先月の話題になってしまうが、New York Times の記者2人が書いた Facebook の内幕を描く An Ugly Truth の内容がニュースになった。そこで話題となったのは、つまりは以下のような話である。
これ日本の企業でも絶対起こってると思うのだけど :-)
— 高梨陣平 (@jingbay) July 16, 2021
今度出る本でFacebook社員によるストーキングが話題に。2014年から2015年でFBでは個人的理由によるデータアクセスで52人が首に。ある社員はフラれた彼女が在住するホテルを特定。別の社員はデートの後に返信が無くなった女性の現在位置を追跡 https://t.co/61PvROYwQb
この手の話って昔は Google もあって、それが露見して社員のデータへのアクセスが厳しくなったのは有名……と過去形で語ってはいけないのかもしれない。今月になって、Google でもデータの悪用が理由で社員が解雇された話がニュースになっているからだ。
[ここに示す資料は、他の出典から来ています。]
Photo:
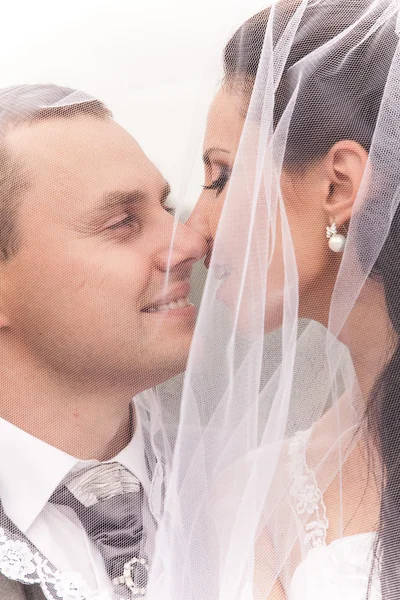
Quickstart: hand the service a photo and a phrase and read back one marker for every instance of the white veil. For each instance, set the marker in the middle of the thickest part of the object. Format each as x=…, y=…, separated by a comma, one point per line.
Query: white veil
x=245, y=494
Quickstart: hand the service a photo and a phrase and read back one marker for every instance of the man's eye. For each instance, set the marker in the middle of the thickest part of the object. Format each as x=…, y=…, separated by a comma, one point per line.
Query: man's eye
x=128, y=221
x=220, y=183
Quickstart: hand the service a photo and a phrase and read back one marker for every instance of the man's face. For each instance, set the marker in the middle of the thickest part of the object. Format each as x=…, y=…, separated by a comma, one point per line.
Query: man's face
x=81, y=295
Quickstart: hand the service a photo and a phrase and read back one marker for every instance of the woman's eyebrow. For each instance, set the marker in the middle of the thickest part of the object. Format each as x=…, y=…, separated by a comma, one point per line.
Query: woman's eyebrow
x=209, y=151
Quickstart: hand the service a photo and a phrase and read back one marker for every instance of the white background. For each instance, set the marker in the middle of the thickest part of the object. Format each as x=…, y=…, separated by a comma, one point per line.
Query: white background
x=156, y=64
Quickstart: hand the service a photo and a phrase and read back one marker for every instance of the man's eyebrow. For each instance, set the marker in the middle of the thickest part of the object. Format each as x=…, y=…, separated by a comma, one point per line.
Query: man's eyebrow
x=120, y=199
x=209, y=151
x=117, y=199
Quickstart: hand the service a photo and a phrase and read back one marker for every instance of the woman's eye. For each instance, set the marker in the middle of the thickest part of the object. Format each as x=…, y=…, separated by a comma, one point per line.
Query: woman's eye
x=219, y=183
x=169, y=209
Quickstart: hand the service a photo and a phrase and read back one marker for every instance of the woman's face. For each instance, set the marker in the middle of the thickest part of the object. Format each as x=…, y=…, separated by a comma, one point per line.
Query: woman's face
x=302, y=196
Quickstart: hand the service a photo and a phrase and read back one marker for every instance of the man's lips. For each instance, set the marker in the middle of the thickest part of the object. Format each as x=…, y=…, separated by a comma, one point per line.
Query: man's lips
x=174, y=297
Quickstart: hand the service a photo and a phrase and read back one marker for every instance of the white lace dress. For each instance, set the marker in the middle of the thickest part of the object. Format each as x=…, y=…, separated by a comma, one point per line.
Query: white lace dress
x=337, y=571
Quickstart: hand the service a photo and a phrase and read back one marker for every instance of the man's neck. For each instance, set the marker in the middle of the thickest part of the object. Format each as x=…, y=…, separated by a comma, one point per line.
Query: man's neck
x=88, y=424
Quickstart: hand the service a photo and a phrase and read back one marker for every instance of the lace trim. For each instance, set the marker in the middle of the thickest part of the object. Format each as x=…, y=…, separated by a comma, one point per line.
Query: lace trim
x=19, y=562
x=308, y=500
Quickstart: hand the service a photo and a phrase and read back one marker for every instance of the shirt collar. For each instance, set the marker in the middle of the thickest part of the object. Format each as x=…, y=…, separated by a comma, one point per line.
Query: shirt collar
x=33, y=470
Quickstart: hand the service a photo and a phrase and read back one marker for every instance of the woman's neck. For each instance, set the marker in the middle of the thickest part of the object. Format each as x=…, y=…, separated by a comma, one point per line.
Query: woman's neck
x=369, y=335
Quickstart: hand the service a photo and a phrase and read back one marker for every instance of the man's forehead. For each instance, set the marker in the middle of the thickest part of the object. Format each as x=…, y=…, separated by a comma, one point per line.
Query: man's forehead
x=82, y=159
x=75, y=141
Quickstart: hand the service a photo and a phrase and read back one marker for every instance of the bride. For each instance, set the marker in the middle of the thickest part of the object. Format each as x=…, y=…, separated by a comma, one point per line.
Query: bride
x=286, y=477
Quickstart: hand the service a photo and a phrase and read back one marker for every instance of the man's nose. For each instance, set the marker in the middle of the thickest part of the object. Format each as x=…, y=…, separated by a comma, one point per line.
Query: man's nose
x=184, y=249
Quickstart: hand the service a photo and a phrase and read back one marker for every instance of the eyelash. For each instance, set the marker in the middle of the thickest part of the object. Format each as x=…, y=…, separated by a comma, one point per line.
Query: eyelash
x=220, y=183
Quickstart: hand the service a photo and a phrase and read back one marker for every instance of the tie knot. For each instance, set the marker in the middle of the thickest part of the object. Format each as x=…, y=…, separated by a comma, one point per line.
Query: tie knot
x=101, y=482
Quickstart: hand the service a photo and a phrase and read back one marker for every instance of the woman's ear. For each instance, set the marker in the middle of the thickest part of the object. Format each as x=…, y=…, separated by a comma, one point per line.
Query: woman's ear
x=344, y=166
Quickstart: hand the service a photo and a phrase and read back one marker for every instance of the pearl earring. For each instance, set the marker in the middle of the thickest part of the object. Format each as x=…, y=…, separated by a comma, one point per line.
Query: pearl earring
x=336, y=240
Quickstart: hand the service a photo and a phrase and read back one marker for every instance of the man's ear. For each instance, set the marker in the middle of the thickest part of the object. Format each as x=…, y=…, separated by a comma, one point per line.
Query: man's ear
x=344, y=167
x=4, y=320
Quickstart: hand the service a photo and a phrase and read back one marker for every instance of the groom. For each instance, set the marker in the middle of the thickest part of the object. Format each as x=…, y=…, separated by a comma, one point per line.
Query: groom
x=88, y=319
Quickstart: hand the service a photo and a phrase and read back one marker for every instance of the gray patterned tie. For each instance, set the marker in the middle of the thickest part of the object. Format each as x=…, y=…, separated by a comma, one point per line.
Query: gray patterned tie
x=108, y=501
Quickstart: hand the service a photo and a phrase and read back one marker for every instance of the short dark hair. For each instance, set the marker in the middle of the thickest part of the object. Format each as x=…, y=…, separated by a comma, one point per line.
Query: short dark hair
x=24, y=105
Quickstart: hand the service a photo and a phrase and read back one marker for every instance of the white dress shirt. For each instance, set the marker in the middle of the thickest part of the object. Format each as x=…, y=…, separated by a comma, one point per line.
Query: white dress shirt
x=30, y=471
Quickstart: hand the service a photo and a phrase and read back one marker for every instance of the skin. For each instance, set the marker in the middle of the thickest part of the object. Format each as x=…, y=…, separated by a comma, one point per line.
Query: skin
x=320, y=194
x=94, y=253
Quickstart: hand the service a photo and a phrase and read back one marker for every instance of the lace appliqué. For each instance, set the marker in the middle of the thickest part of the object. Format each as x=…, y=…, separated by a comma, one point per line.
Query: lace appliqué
x=306, y=495
x=20, y=562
正直、今の Google でもそれあるのかと思ってしまうが、それだけ普遍的な、誘惑の多い問題なのだろう(日本のテック企業は、さてどうでしょう?)。この手のニュースには前のめりになってしまうが、それはワタシがゲスだからではない(と思いたい)。
しかし、この Facebook 内幕暴露本『An Ugly Truth』について日本のニュースメディアで話題になっているのは、以下のようなシェリル・サンドバーグに関する話ばかりなんですよね。
シェリル・サンドバーグは世界有数のテック企業の COO なんだから、そりゃ彼女に関する話は重要だけど、この本ではもっと報じるべき身近な話題があるんじゃない? とも思ってしまうのよね。まぁ、ワタシの調べが足らないだけの可能性もあるけど。